Wie kann ich nun z.B. den Mittelwert je Stunde erzeugen?

Danke.


----------



## kuddeldaddeldu (19. Dezember 2008)

Hi,

gruppiere nach Stunde und lass die Mittelwerte mit der Average-Funktion berechen.

LG


----------



## katosan (19. Dezember 2008)

SELECT avg(wert) FROM `wetter` group by stunde

dabei muss stunde natürlich einen grupierbaren wert haben


----------



## trexis5 (19. Dezember 2008)

Hi,

danke mal, aber dann habe ich ja nur nach Stunden Sortiert, aber keinen Bezug mehr auf das Datum oder?

Momentan habe ich diese Grafiken gemacht.
http://www.auto-steuerung.de/htm/info/hauptframe.php

Dann will ich Balken machen mit den Mittelwerten bezogen auf die Stunde, also z.B. 24 Balken für einen Tag.


----------



## katosan (19. Dezember 2008)

joa schau doch mal in das mysql handbuch da gibt es so tolle funktionen


```
SELECT  DATE_FORMAT( stunde, '%d.%m.%Y:%H' ),avg( wert )
FROM wetter
GROUP BY DATE_FORMAT( stunde, '%D.%M.%Y:%H' )
```


----------



## kuddeldaddeldu (19. Dezember 2008)

Hi,

das wird ihm wohl nichts bringen, da er ja alle Datensätze einzeln und pro Stunde einen zusätzlichen Balken mit den Mittelwerten ausgeben will, wenn ich das richtig verstanden habe.

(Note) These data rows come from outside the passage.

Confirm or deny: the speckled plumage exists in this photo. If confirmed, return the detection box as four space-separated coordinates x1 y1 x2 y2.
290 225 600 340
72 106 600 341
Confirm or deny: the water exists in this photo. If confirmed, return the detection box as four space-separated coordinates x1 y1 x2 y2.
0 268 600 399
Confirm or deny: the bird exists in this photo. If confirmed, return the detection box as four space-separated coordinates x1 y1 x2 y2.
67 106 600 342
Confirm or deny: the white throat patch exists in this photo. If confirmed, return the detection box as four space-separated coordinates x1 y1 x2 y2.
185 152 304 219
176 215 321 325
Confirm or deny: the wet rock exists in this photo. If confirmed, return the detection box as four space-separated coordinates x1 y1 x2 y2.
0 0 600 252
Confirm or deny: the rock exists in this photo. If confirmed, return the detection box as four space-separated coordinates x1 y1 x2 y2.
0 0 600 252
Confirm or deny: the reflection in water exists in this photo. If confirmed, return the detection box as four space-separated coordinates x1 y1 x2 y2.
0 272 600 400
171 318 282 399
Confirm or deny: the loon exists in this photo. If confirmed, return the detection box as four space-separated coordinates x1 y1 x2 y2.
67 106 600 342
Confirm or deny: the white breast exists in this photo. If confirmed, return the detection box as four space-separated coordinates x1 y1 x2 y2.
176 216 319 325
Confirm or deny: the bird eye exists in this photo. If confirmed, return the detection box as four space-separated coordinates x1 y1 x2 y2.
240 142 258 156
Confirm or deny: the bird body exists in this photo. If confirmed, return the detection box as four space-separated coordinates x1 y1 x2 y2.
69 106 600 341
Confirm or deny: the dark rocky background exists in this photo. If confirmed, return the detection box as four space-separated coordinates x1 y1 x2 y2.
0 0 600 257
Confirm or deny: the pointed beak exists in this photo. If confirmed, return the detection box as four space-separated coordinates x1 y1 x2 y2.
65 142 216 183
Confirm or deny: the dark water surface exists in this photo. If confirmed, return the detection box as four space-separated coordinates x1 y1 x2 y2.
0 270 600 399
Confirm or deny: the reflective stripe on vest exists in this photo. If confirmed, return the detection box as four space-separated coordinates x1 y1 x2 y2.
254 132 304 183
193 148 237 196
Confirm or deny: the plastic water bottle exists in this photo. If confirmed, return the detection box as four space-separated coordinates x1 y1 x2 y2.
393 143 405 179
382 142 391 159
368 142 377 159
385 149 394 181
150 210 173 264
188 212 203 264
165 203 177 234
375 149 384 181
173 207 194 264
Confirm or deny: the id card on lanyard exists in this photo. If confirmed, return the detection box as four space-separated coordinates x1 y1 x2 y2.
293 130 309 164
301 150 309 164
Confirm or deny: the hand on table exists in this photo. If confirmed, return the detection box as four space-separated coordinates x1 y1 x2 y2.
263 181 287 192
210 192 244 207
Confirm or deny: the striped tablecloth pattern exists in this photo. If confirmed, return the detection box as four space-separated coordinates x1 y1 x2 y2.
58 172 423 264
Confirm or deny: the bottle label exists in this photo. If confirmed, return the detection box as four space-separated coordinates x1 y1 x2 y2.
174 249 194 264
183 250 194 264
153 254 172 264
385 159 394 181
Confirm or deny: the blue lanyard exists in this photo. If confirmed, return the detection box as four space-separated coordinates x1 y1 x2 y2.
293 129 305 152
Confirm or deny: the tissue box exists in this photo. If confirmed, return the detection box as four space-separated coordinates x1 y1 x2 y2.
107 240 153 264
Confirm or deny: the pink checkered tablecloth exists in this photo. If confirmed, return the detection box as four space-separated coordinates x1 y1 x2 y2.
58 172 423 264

In diesem Fall würde ich die Mittelwerte in PHP in der Schleife ausrechnen und einen Gruppenwechsel über das Feld Stunde programmieren.

LG


----------



## katosan (19. Dezember 2008)

ja aber das sql macht doch genau das es berechnet für jede stunde den mittelwert


----------



## kuddeldaddeldu (19. Dezember 2008)

Hi,



katosan hat gesagt.:


> ja aber das sql macht doch genau das es berechnet für jede stunde den mittelwert



er möchte aber für jede Stunde alle 4 Datensätze anzeigen. Die hat er aber bei einer Gruppierung nicht. D.h. er braucht auf jeden Fall eine nicht gruppierte Abfrage und dann kann er die Mittelwerte auch in der Schleife per PHP ausrechnen.

LG


----------



## katosan (19. Dezember 2008)

kuddeldaddeldu hat gesagt.:


> Hi,
> 
> 
> 
> ...




Hi,

ist natürlich ein Argument, wobei zwei SQL - Statements warscheinlich auch nicht signifikant lagsamer sind.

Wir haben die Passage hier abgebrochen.